The keys 322 may include a local master key accepted from a master
device 226 during configuration with the master device 226. Derived
keys, session keys, or local hash values may also be stored in the
keys section 322. The hash algorithm 324 may be any of a number of
known algorithms, such as MD5 or SHA-256. Program code 326 may be
executable instructions that the processor 302 can use during both
configuration and normal operation phases. The perpetual state 328
stored at in the secure memory 306 may be a simple flag used to
indicate whether the security bean 300 should be permanently placed
in a normal operating state or a so-called perpetual state. The
perpetual state may be used to turn off all security functions in a
computer. This may include setting the security bean 300 so that
the computer can operate without any restrictions, for example,
after a subscriber has successfully met contractual terms for a
subsidized purchase and takes full ownership of the computer or
electronic device. The default state 330 may be set to determine
whether the default value (i.e. the state of the switch 314
required to disable its associated component) for switch control
312 is open or closed, depending upon the use of the security bean
300 in a circuit.
[0038] The cryptographic function 308 may include a hash function
for use instead of or in conjunction with a hash algorithm 324
stored in the secure memory 306. The cryptographic function 308 may
also include a random number generator (RNG) for use in
challenge/response communication with the master device 226. The
cryptographic function 308 may include general
encryption/decryption functions which may be used, in part, for
generating and verifying a message authentication code (MAC).
[0039] The optional timer 310 may be used as described below when
the security bean 300 operates to disable its respective circuit
unless reset during a timeout period, set by the timer 310.
[0040] The switch control 312 may be simple logic to convert a
command from the processor 302 to control and persist the state of
switch 314. Switch 314 may be an ordinary analog switch, known in
the art. Even though signal lines 316 and 318 have been designated
as an input coupling and output coupling respectively, in one
embodiment, the signal lines 316 318 are interchangeable.
[0041] During initial setup, a key may be accepted from the first
party who presents a valid format key. Ideally, this operation
would take place in a secure environment since the security bean
300 may not have a transport key for encrypting the communication
link 305 during initial set up. The key may be derived key based on
a security bean serial number and a master key installed in the
master device 226. Additionally, the default state 330 may be set
during initial setup so that the switch 314 is either normally on
or normally off upon power up. The key memory 322 and default state
flag 330 may be a write-once memory, such as a fusable link or
other one-time programmable technology. In some embodiments, the
perpetual flag 328 may also be a one-time programmable memory.
[0042] After installation and upon startup the security bean 300,
the switch 314 may be set to the default state and the security
bean 300 may wait for communication from the master device 226.

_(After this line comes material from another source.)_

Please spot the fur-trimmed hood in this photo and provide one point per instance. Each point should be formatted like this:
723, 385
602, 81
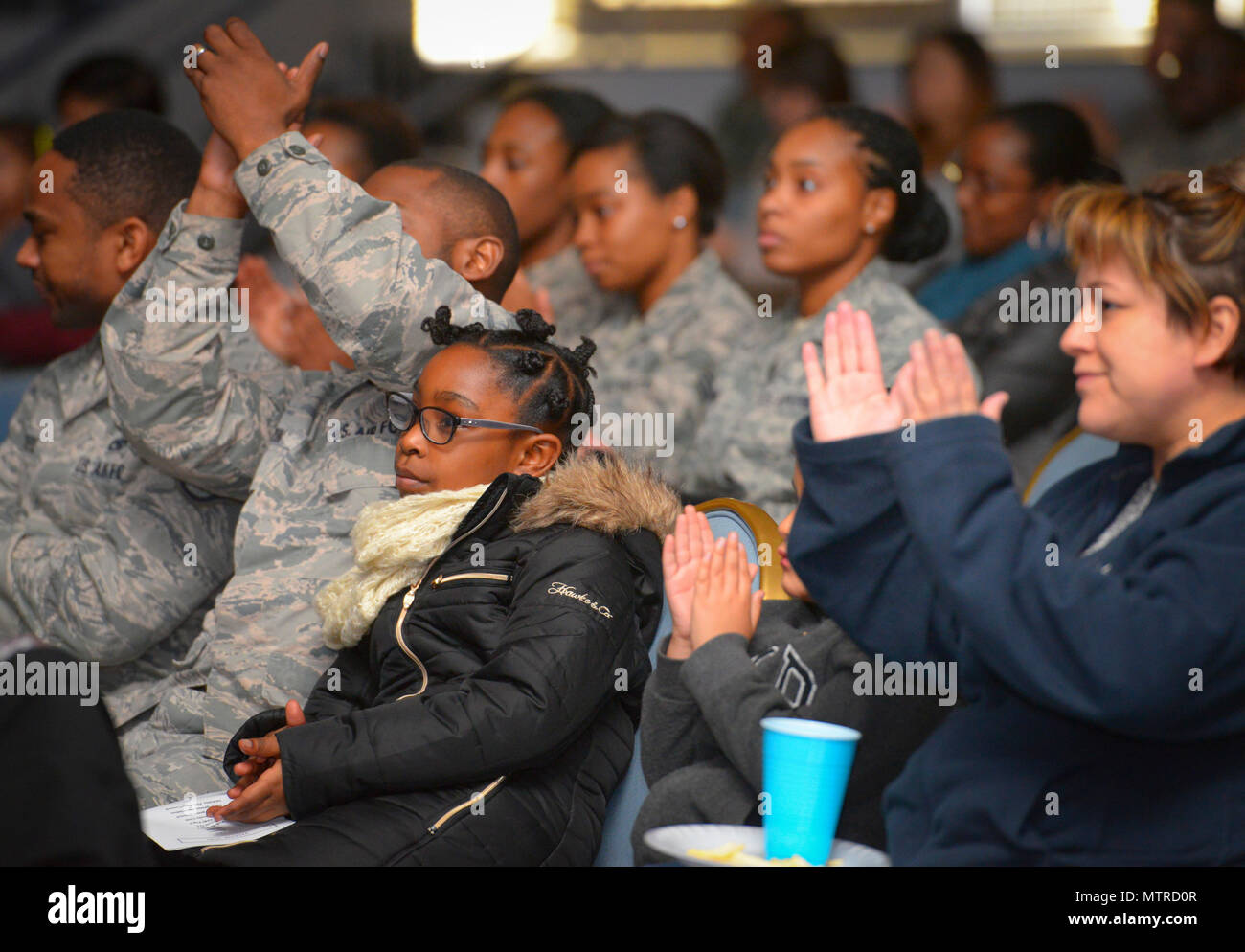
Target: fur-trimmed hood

Using a normal challenge/response, the master device 226 and the
security bean 300 may mutually authenticate each other. The master
device 226 can send a signal that sets the security bean 300 to
enable its associated component, be it a power OK signal 230, a
signal path 232, or a bus load 234. A dummy device 236 may be
powered and may also be in communication with the master device
226, in order to further obfuscate the active devices.
[0043] As described below, several alternatives exist for security
bean 300 operation, including but not limited to timeout, ping
response, and a combination of the two. In timeout operation, the
bean 300 begins a timeout period as soon as switch 314 is set to
the enabled mode after power up. After a predetermined time the
timer 310 may expire, for example, in one minute, and the switch
314 transitioned to disable its respective component. The timeout
timer 310 may be reset by an authenticated signal from the master
device 226. In another embodiment, the bean 300 may start in the
enabled mode and begin its timing cycle without communication from
the master device 226. The switch 314 may be set to disabled mode
unless the timer is reset by the authenticated signal from the
master device 226 during the timeout period.
[0044] In the ping response mode, the security bean 300 may start
in the disabled mode and wait for an authenticated signal to switch
to the enabled mode. Subsequently, the master device 226 may ping
the security bean 300, to which the security bean 300 may reply.
After collecting ping response data from all the security devices
300 installed and configured, the master device 226 may determine
that enough beans 300 have not responded and a tampering problem
may exist. At that point, the master device 226 may send a disable
signal to all responsive security beans 300, causing them to switch
to disabled mode. In some embodiments, the disable bit 330 may be
set by the disable signal, so that during the next power cycle or
reset cycle, the security bean 300 may stay in the disabled mode
until explicitly turned off by the master device 226. This may be
useful if the security bean 300 is configured to boot into an
enabled mode.
[0045] The security bean 300 may store more than one version of
key, so that a challenge/response transaction may include a key
version for use in creating the appropriate session key. The
security bean 300 may also store an encryption key and a signing
key, when required by a particular protocol.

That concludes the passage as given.